How hard do they rock? Anyone who thinks Dylan's riff in "I'm Not Here," was Todd Haynes' first foray into movie-rock meta-textualness needs to go back and revisit his glam-rock paean "Velvet Goldmine," which did a lot of rock-star character compositing to create new figures (while McGregor's character is clearly physically based on Iggy Pop, the electroshock therapy to "cure" his homosexuality reference is ripped straight out of the Lou Reed biography). The film is littered with rock and cinema references: The Slade character has a persona named "Maxwell Demon" who is named after one of Brian Eno's early bands, the members of Placebo all appear as the fictional band Flaming Creatures, which is named after a graphically sexual 1962 experimental film by filmmaker Jack Smith, The Wylde Ratttz are a reference to Ziggy Stardust guitarist Mick Ronson's early band (The Rats), and the list goes on and on. The bands were fine, but really its an excuse to delve into the Roxy Music, Stooges, Brian Eno, Lou Reed, T-Rex, Slade, New York Dolls, etc. bands that were referenced in the film. Pulp, Shudder to Think and Grant Lee Buffalo also wrote original music for the film.

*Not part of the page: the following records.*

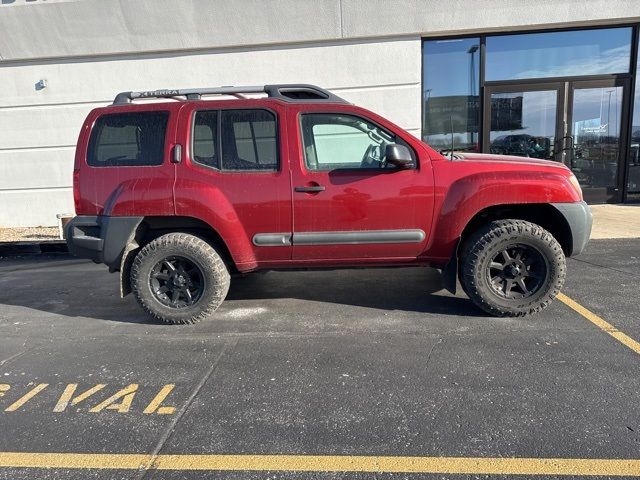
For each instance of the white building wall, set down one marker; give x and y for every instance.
(38, 129)
(367, 51)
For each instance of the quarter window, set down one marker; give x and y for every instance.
(337, 141)
(128, 140)
(205, 138)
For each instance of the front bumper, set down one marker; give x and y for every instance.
(101, 238)
(578, 217)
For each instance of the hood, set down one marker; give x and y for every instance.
(489, 157)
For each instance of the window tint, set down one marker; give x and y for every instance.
(249, 140)
(334, 141)
(128, 140)
(205, 133)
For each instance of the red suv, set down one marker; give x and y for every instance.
(180, 194)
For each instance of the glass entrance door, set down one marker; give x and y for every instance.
(594, 140)
(579, 123)
(523, 120)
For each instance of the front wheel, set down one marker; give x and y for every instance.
(179, 278)
(512, 268)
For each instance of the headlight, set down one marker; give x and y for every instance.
(576, 185)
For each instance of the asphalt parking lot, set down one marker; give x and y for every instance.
(334, 374)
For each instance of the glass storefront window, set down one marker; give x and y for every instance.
(633, 181)
(450, 94)
(558, 54)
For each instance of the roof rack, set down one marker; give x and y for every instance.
(291, 92)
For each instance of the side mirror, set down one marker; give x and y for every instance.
(398, 155)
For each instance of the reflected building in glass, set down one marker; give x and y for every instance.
(565, 96)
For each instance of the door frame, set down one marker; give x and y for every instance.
(565, 87)
(623, 149)
(524, 86)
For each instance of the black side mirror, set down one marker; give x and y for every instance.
(398, 155)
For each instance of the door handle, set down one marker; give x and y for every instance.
(310, 189)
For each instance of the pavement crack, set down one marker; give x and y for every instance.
(230, 345)
(593, 264)
(426, 363)
(16, 355)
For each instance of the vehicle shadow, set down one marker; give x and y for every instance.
(403, 289)
(83, 290)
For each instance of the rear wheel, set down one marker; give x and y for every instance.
(179, 278)
(512, 268)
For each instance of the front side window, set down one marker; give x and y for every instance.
(336, 141)
(128, 140)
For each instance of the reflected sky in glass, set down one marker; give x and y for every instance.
(450, 92)
(558, 54)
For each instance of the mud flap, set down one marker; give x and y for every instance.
(125, 267)
(450, 271)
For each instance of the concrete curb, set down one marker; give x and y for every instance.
(18, 249)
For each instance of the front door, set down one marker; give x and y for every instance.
(347, 203)
(576, 122)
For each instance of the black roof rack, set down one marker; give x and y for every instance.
(291, 92)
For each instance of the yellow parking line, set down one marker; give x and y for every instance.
(316, 463)
(600, 323)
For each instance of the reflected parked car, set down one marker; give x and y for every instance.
(522, 145)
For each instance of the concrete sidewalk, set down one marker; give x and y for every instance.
(615, 221)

Extra Rock Credit: Curiously enough, there are zero David Bowie songs in the film, even though his character and music were obviously integral to the story and musical scene at the time. This is because Bowie was shepherding his own film project and didn't want the competing film to get all his songs. Of course that film has never materialized.
Honorable Mentions: Others that didn't quite make the cut this time around included the title bands in "Ladies and Gentlemen, The Fabulous Stains," "Hedwig & The Angry Inch," "Eddie and the Cruisers" and "CB4," Barry Jive and the Uptown 5 in "High Fidelity," Bad Blake in "Crazy Heart" and the Soggy Bottom Boys in "O Brother Where Art Thou." Any others we've missed? Let us know in the comments section.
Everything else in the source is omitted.